Upon the petition and answer, and upon the proofs of the parties respectively, the matter was brought to a hearing in the district court, and the petition was dismissed. The opinion of the district jpdge shows that, without deciding other questions, he deemed it sufficient to find that the petitioner is not in fact a creditor, upon two principal grounds — First, that the note mentioned in the petition was without legal' consideration, the moneys advanced, and alleged by the petitioner to be the consideration of the note, having been, in truth and in fact, a voluntary gift by the petitioner, out of his abundance, to and for the relief and comfort of his aged and infirm parents, and accepted as such; and, second, that, if the moneys furnished to the father in 1S54, and applied by him to the repayment of moneys borrowed, ever created or constituted an indebtedness by the father to the son, the latter was, by the statute of limitations of the state of Connecticut, barred from having or maintaining any action therefor, and he, therefore, had no standing thereupon to ask, as a creditor, that David Cornwall be decreed a bankrupt

Upon this appeal or review of the order of the district court, it is insisted, that the order should be reversed, on various grounds, the chief whereof may be stated and considered in the following order, namely: 1st.

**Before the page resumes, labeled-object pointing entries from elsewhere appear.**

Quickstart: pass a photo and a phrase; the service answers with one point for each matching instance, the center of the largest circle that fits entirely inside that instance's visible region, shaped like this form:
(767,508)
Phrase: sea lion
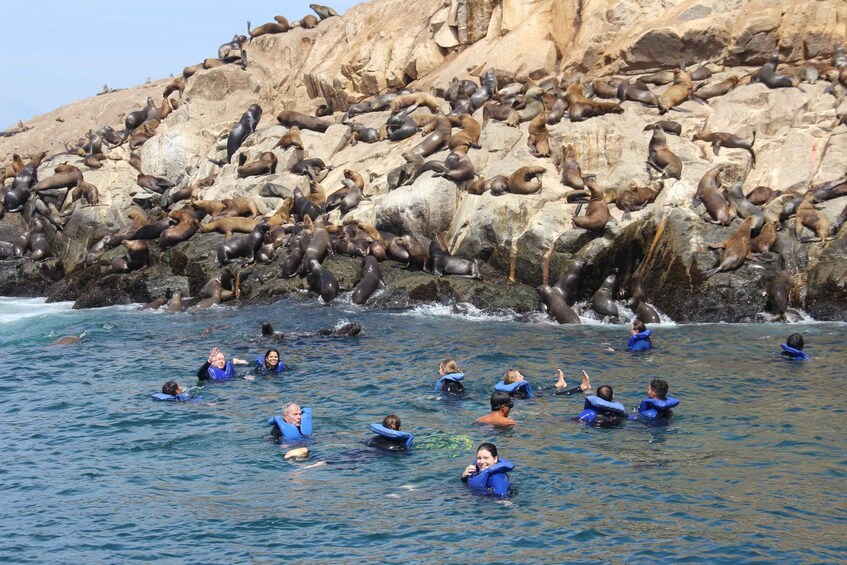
(187,225)
(323,12)
(538,142)
(264,165)
(245,126)
(736,249)
(677,93)
(569,283)
(231,224)
(571,173)
(435,140)
(628,91)
(175,302)
(708,192)
(719,88)
(370,280)
(321,280)
(762,195)
(291,138)
(521,181)
(416,255)
(596,214)
(808,217)
(309,167)
(268,28)
(137,257)
(744,207)
(661,158)
(603,301)
(763,242)
(552,302)
(290,118)
(244,246)
(771,78)
(778,295)
(732,141)
(443,263)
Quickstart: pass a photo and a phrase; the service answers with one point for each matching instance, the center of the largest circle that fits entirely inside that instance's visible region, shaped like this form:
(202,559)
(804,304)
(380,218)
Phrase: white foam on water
(15,309)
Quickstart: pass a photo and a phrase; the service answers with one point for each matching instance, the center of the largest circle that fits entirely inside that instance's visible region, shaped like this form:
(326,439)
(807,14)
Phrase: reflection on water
(752,467)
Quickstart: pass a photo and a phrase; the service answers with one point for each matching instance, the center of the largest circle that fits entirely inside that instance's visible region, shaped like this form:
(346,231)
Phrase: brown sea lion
(736,249)
(708,192)
(538,141)
(810,218)
(291,138)
(763,242)
(596,214)
(229,225)
(187,225)
(269,28)
(677,93)
(290,118)
(661,157)
(435,140)
(719,88)
(264,165)
(137,257)
(732,141)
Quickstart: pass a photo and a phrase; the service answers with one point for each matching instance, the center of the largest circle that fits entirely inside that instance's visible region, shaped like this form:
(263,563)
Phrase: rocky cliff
(375,48)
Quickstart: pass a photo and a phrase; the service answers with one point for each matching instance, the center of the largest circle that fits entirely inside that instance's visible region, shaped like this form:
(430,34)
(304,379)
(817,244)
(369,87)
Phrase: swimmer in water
(490,473)
(501,406)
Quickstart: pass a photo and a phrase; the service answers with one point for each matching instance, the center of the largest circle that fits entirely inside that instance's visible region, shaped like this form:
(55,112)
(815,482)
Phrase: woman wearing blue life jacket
(658,405)
(269,364)
(490,473)
(217,368)
(389,436)
(602,410)
(793,348)
(293,424)
(172,392)
(640,338)
(450,378)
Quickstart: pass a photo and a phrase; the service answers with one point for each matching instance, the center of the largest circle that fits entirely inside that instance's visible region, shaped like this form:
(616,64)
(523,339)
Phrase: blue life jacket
(171,397)
(492,480)
(292,432)
(455,377)
(263,369)
(396,436)
(653,408)
(793,354)
(521,389)
(228,372)
(601,412)
(640,341)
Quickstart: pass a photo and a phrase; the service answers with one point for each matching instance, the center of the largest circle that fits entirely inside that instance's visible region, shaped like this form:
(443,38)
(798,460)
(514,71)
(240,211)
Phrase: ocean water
(752,468)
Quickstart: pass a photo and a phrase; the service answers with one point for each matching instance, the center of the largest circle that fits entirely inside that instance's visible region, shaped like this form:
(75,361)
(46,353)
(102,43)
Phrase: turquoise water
(752,467)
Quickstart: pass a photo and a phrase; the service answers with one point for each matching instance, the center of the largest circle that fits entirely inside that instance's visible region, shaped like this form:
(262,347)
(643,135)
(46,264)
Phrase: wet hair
(391,422)
(511,376)
(500,399)
(278,356)
(450,366)
(660,388)
(795,341)
(489,447)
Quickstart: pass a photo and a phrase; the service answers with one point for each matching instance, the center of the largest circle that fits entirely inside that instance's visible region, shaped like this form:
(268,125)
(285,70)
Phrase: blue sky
(58,52)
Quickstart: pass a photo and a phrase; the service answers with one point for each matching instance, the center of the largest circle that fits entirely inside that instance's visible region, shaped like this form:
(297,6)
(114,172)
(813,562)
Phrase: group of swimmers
(489,473)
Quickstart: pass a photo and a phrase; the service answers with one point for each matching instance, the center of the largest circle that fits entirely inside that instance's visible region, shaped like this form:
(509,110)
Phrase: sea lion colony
(170,215)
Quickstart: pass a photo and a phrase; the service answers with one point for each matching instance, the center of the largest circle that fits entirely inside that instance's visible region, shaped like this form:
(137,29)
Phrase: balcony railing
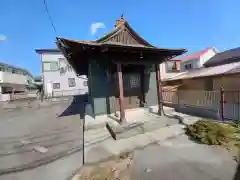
(10,78)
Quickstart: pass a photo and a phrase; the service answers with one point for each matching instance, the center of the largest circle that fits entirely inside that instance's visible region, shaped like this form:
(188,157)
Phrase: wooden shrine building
(122,69)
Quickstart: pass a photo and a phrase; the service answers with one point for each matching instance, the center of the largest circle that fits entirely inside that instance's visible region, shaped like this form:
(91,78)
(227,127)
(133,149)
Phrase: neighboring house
(201,87)
(196,60)
(38,80)
(59,78)
(13,79)
(170,69)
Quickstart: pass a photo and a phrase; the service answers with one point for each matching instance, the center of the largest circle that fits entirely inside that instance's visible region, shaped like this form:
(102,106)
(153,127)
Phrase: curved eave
(118,30)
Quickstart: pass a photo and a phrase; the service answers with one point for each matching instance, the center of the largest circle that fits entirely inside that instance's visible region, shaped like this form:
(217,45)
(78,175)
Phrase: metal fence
(226,103)
(66,93)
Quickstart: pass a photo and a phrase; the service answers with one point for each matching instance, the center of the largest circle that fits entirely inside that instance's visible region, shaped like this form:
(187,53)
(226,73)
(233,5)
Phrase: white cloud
(3,37)
(96,26)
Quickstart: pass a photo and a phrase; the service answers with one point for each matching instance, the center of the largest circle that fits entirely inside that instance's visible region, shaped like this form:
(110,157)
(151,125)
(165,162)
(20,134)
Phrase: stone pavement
(63,140)
(182,159)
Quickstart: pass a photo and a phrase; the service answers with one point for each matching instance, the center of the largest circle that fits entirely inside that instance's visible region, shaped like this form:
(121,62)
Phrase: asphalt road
(32,138)
(182,159)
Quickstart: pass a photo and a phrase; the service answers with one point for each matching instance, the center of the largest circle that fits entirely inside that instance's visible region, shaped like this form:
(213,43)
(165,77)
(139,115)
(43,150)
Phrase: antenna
(49,16)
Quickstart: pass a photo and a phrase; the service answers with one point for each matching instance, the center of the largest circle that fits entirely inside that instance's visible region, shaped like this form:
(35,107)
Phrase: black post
(83,139)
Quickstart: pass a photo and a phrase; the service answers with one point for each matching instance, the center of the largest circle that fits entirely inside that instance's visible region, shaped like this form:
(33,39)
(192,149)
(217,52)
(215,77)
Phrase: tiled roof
(229,56)
(210,71)
(193,56)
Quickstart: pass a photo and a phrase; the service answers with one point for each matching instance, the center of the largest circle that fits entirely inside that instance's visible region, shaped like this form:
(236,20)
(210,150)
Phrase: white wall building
(59,78)
(197,59)
(13,80)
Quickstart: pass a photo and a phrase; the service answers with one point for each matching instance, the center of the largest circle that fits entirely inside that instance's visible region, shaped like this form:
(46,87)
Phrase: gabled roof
(124,34)
(224,69)
(195,55)
(229,56)
(40,51)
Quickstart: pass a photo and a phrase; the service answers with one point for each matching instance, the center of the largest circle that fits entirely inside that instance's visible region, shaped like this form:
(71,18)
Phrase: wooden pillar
(121,96)
(222,102)
(159,89)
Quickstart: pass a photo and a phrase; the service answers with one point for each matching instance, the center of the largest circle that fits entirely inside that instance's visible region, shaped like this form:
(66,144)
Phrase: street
(33,138)
(182,159)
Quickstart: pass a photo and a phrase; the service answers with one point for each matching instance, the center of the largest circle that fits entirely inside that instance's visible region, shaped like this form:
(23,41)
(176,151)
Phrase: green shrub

That the petitioner having, by his petition and the proofs furnished in support thereof, shown himself to be apparently, or prima facie, a creditor, the respondent was not at liberty, by putting that fact in issue, to have a trial of the question, and an adjudication dismissing the petition, but the cause should have proceeded to a decree upon the matter charged as an act of bankruptcy, and, that being established, the petitioner, when he offered proof of his debt, with a view to share in the distribution of the estate, would, if his claim was contested and disallowed, be entitled to a trial by jury before its final rejection. 2d. That the proofs do not warrant the finding that the $500, advanced for the repairs of the respondent’s dwelling house, were a gift, but, on the contrary, they show, that the money was sought as a loan, advanced as a loan, and secured as a loan by the promissory note of the respondent, upon the loss of which the note mentioned in the petition was given, as a new or substituted security. 3d.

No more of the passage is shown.